Confessions of a Server Hugger - Fixing a RAID Array
Sunday, January 12. 2025
I have to confess: I'm a server hugger. Everything is in cloud or going there. My work is 100% in the clouds, my home pretty much is not.
There are drawbacks.
5.58am, fast asleep, there is a faint beeping waking you. It's relentless and won't go way. Not loud one to alarm you on fire, but not silent one to convince you to go back to sleep. Yup. RAID-controller.
What I have is a LSI MegaRAID SAS 9260-4i. The controller is from 2013. Year later LSI ceased to exist by aquisition. Also the product is rather extinct, Broadcom isn't known for their end user support. As there is proper Linux-driver and tooling after 11 years, I'm still running the thing.
A trivial MegaCli64 -AdpSetProp -AlarmSilence -aALL
makes the annoying beep go silent. Next, status of the volume: MegaCli64 -LDInfo -Lall -aALL
reveals the source for alarm:
Adapter 0 -- Virtual Drive Information:
Virtual Drive: 0 (Target Id: 0)
Name :
RAID Level : Primary-1, Secondary-0, RAID Level Qualifier-0
Size : 7.276 TB
Sector Size : 512
Mirror Data : 7.276 TB
State : Degraded
Strip Size : 64 KB
Number Of Drives : 2
Darn! Degraded. Uh/oh. One out of two drives in a RAID-1 mirror is gone.

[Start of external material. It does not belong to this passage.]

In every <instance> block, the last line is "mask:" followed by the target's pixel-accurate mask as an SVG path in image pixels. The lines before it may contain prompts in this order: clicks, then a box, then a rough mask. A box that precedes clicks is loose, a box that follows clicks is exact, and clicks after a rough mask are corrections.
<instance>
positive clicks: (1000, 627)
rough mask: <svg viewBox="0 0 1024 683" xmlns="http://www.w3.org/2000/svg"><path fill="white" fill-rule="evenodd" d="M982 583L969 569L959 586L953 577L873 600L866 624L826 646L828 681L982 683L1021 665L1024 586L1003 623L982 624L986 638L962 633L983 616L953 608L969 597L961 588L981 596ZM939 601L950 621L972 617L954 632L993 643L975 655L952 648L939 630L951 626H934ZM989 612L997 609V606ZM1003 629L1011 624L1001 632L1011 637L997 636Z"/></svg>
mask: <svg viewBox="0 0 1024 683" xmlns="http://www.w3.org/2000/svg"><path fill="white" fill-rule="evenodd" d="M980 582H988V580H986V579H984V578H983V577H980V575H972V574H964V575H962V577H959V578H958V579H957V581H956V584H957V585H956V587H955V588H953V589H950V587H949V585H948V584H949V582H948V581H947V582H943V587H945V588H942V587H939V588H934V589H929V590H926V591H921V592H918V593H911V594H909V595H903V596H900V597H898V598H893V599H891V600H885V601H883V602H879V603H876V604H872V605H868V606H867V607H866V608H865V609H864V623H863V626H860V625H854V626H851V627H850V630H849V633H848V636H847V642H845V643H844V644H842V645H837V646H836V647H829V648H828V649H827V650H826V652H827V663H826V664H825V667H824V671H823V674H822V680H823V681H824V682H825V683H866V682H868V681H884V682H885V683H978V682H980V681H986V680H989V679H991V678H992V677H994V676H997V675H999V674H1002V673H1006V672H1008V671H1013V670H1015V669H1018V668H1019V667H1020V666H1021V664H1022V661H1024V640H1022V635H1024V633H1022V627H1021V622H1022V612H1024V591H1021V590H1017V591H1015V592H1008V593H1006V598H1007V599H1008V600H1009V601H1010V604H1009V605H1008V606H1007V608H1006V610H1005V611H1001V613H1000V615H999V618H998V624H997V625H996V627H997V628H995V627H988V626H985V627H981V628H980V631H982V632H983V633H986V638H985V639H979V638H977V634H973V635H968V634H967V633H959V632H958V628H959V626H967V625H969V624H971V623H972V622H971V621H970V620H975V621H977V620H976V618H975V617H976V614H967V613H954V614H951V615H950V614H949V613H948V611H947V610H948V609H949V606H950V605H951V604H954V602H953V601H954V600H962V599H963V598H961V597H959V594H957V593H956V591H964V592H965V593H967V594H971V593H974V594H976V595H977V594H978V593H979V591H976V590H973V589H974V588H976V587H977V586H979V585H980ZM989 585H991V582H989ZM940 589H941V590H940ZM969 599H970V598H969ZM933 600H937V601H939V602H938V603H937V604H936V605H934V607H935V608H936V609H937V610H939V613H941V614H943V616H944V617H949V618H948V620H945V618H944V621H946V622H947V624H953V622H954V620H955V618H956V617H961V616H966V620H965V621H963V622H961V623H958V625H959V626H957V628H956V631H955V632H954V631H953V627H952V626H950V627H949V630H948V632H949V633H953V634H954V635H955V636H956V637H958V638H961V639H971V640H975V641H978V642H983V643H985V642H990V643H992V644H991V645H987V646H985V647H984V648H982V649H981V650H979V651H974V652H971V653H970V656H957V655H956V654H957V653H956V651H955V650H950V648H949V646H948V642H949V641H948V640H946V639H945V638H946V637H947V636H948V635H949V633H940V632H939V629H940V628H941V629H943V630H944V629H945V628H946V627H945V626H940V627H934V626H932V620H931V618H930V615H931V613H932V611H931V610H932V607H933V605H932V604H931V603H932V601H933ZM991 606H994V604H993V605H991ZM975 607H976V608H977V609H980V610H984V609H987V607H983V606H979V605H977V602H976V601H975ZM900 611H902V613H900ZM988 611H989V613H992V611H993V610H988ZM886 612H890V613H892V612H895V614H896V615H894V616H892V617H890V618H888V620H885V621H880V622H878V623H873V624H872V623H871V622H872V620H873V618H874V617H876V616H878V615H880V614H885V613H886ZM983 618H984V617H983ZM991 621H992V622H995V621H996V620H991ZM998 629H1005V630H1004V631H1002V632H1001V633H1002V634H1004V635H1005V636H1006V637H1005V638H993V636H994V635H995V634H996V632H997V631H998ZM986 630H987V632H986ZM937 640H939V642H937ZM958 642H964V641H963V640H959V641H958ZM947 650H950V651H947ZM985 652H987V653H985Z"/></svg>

In detail, drive list MegaCli64 -PDList -a0
(for clarity, I'm omitting a LOT of details here):
Adapter #0
Enclosure Device ID: 252
Slot Number: 0
Drive's position: DiskGroup: 0, Span: 0, Arm: 1
Device Id: 7
PD Type: SATA
Raw Size: 7.277 TB [0x3a3812ab0 Sectors]
Firmware state: Online, Spun Up
Connected Port Number: 1(path0)
Inquiry Data: ZR14F8DXST8000DM004-2U9188 0001
Port status: Active
Port's Linkspeed: 6.0Gb/s
Drive has flagged a S.M.A.R.T alert : No
Enclosure Device ID: 252
Slot Number: 1
Drive's position: DiskGroup: 0, Span: 0, Arm: 0
Device Id: 6
PD Type: SATA
Raw Size: 7.277 TB [0x3a3812ab0 Sectors]
Firmware state: Failed
Connected Port Number: 0(path0)
Inquiry Data: ZR14F8PSST8000DM004-2U9188 0001
Port's Linkspeed: 6.0Gb/s
Drive has flagged a S.M.A.R.T alert : No
For slots 0-3, the one connected to cable #1 is off-line. I've never go the idea why ports have different numbering to slots. When doing the mechanical installation with physical devices, it is easy to verify cables matching the slot numbers, not port numbers.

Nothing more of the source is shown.